Another twist for Oliver

THE BALTIMORE SUN

WHEN NEWT GINGRICH announced that his solution to welfare was to put children of teen-age mothers in orphanages, my phone started ringing off the hook. It seems that every editor and television producer shouted at the same time, "Get me an orphan."

I recently wrote my memoirs describing my days at the Hebrew Orphan Asylum in New York, so people assumed that I was a house orphanage expert.

I was placed in the home because my mother was ill and my father could not take care of me and my three sisters. Technically, we weren't orphans and we didn't spend a lot of our childhood at the institution. We were sent to a series of foster homes, which was a different can of worms from doing time in that ugly red brick building on the hill.

But I wasn't going to miss my chance to brag about what it was like to be an orphan -- as long as the New York Times, Newsweek, "Nightline" and "Entertainment Tonight" asked me to bear witness.

The first reporter asked, "Was it terrible?"

I replied, "Go to Blockbuster and rent 'Boys Town' with Mickey Rooney and Spencer Tracy."

"Is that what it was like for you?"

"No, it wasn't, but Newt Gingrich thinks it was, and it's his welfare bill."
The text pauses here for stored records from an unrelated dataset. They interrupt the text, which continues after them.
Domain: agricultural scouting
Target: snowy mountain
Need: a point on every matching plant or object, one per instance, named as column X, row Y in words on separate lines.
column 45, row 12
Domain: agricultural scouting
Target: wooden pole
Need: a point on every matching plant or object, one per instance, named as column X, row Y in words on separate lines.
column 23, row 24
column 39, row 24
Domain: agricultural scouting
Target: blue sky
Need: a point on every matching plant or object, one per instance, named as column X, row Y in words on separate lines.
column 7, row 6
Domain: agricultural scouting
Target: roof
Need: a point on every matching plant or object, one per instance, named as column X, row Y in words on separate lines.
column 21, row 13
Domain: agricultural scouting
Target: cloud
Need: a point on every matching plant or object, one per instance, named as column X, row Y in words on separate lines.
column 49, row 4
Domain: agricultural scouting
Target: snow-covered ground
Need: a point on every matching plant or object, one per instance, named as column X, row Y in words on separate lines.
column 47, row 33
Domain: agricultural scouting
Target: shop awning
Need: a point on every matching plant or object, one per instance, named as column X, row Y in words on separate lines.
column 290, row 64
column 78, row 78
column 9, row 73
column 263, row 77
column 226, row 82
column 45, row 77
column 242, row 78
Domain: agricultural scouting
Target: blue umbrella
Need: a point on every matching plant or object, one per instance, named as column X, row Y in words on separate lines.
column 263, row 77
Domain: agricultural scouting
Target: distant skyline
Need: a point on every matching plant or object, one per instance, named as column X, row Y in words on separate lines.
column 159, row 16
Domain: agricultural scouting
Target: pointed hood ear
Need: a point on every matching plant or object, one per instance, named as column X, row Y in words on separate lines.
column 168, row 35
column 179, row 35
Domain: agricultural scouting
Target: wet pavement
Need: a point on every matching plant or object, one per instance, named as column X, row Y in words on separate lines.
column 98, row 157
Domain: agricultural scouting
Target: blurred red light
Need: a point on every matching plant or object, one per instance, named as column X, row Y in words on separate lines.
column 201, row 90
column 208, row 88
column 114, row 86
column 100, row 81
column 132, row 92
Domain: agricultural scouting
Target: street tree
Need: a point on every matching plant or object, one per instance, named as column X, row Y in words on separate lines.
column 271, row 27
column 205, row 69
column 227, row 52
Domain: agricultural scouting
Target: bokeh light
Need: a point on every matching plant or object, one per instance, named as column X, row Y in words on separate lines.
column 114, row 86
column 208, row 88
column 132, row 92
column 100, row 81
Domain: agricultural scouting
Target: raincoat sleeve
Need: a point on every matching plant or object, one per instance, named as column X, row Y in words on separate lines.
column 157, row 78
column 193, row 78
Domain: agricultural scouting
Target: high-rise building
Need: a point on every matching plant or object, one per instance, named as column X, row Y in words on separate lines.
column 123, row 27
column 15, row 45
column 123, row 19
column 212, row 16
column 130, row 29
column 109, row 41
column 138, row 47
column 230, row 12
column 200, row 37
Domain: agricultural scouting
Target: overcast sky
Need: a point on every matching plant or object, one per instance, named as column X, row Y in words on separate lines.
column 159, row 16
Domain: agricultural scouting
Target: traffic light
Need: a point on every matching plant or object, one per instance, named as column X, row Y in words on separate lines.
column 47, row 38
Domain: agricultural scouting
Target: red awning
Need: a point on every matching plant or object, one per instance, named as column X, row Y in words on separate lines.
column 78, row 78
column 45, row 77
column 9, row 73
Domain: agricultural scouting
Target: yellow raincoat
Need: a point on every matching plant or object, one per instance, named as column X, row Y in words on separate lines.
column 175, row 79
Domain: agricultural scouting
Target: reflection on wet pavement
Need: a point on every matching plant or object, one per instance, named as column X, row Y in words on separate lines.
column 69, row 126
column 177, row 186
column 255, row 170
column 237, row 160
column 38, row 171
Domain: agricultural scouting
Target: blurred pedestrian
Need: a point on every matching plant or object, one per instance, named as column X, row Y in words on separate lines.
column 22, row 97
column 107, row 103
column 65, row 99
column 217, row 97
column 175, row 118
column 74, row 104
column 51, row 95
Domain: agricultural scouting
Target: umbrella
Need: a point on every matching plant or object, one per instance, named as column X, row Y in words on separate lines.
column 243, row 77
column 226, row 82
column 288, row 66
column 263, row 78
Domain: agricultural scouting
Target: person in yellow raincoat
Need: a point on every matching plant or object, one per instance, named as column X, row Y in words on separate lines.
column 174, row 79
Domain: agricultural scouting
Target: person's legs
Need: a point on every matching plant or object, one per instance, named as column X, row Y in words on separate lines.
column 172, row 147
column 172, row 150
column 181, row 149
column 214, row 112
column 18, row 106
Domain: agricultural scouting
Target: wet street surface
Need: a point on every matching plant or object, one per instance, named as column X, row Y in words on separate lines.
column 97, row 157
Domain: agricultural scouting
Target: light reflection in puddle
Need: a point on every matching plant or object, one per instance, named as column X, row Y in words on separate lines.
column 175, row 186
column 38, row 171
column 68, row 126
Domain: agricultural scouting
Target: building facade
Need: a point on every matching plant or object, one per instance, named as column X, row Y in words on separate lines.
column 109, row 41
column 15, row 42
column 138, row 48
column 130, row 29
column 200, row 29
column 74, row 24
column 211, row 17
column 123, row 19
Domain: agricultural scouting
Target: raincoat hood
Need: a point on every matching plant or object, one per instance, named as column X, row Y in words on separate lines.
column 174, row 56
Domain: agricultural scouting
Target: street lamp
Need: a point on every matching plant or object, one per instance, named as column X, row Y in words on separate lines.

L "What did you do in the orphanage?" a second reporter asked.

"I was 5 1/2 , so I stared out the window a lot."

"What for?"

"I was hoping that my father would come back and take me home."

"Did you blame your father for putting you there in the first place?"

"No. When you're a kid and something bad happens in your family, you blame yourself. I was sure that I had done something wrong or I wouldn't be there. I think that Gingrich can expect kids to carry a lot of guilt once he locks them up in the dorm."

A third reporter said, "Do you think that children are responsible for the fact that their mothers can't get off welfare?"

"If the Republicans say they are, who am I to argue the point? After all, the GOP won the election, so now the welfare kids are their responsibility and they can stick them wherever they want to."

"Do you remember anything good about your orphanage days?"

"Well, we didn't have to hang around with a lot of snotty kids like Mickey Rooney. And we didn't have to take any guff from Father Flanagan, either."

"What would be wrong with that?"

"We were in a Jewish orphanage, and we lost all our dessert privileges if we took orders from a Catholic priest."

Art Buchwald is a syndicated columnist.